PDA

View Full Version : Discussion: Supernova's Companion Star Found



Fraser
2004-Jan-08, 03:51 PM
SUMMARY: When the second brightest supernova seen in modern times, SN 1993J, blew up several years ago, it did leave a survivor. Using the Hubble Space Telescope, and several ground-based observatories, an international team of astronomers discovered a massive companion star that must have been orbiting the supernova at the time it exploded. This discovery is very important because it will allow astronomers watch what the remnant of SN 1993J does to its companion star. They might even be able to detect a neutron star or black hole forming in real time.
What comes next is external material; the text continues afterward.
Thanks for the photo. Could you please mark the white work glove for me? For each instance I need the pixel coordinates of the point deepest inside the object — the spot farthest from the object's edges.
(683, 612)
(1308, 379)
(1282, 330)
What do you think about this story? Post your comments below.

VanderL
2004-Jan-08, 04:11 PM
[/QUOTE]an international team of astronomers discovered a massive companion star that must have been orbiting the supernova at the time it exploded[QUOTE]
Not necessarily:
I think it confirms that a supernova is really the "fissioning" event that formed this massive star, fissioning is a process proposed in the Electric Universe model, see:
http://www.electric-cosmos.org/hrdiagr.htm
I think after a supernova (or nova) a companion will always be found (anything from a brown dwarf to such a massive star, depending on the violence of the event). The problem is that there's no way to be sure there was a companion before the event. The same thing is true for V838 Mon, there's a companion star now, but was there a companion before? Maybe a survey of all the known (super)nova events will show us how many stars are binaries.
Cheers.

anewton
2004-Jan-08, 05:58 PM
Wow! The Electric Universe Theory is really simple. Makes a lot of sense to me, but then, I took classes in college over 15 years and never graduated because I couldn't decide on a major. Doesn't it boil down to the old "energy is never lost, just changes form"? It seems much more plausible than original theory in discussion.

Littlemews
2004-Jan-08, 08:42 PM
I have the article about SN 1993J, I think its located in Messier Cluster # 80 or 81 or 83 something liek that...and It cools down really quick after the explosion. So no wonder there might be a Black Hole exist or not.

Josh
2004-Jan-09, 01:40 AM
What is the formation process of a black hole? At what point does it become a black hole? and at what point does whatever was there disappear off the screen because of the new black hole?

Littlemews
2004-Jan-09, 02:50 AM
What is the formation process of a black hole?
WD and N.Star >>>>Battle between Gravity and D.Pressure(gravity Win)>>>>>Black Hole Stage


At what point does it become a black hole?
A black hole originates in the collapse of the iron core that forms just prior to the supernova of a very high mass star. A collapse steller core weight more than 3Msun >>>>Black Hole.


at what point does whatever was there disappear off the screen because of the new black hole?